Recently I had the occasion to read the diary of President James K. Polk. This was the first time I had ever read a book written by a president, and although I was reading for a specific topic (the history of Oregon), I found myself fascinated by the intricate political details even when they were not directly related to Oregon. Polk had a determination (if not stubbornness) and single-mindedness of purpose that surpasses most of the rest of us. I was struck with this thought: what if most presidents, if not all, were extraordinary men instead of merely politicians who had finagled their way to the top? I admit to being rather cynical about politics in general, and politicians in particular, but reading this diary gave me hope that our country has been governed by some truly great leaders.
At the bookstore, we have a few customers who are reading their way through the presidents. One is an emigrant to the United States who wants to learn more about the history of his country. He works full time and so can’t go to school, but has decided that reading the biographies of forty-four presidents will give him a full view of our country’s history.
Another customer is reading the presidents in chronological order, as a sort of narrative of the United States. Yet another is only reading books written by presidents: journals, memoirs, political essays, letters, history, true adventure, military history, even fiction and poetry.
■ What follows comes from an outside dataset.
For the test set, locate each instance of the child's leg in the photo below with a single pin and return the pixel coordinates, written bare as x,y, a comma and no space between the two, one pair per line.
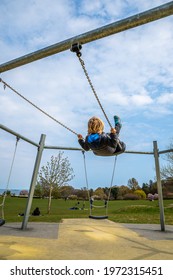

Presidents have gained an almost mythical status, and we enjoy stories like Washington’s apple tree even though we know there’s no basis in fact. Recent best-sellers like A Team of Rivals and Killing Kennedy demonstrate the continued interest in mainstream culture. So, if you have not read a presidential biography or memoir recently, now is a great time to get started. Why? Well, it might be good to be familiar with one or two because before you know it, we’ll be getting to the starting gates for the 2016 election!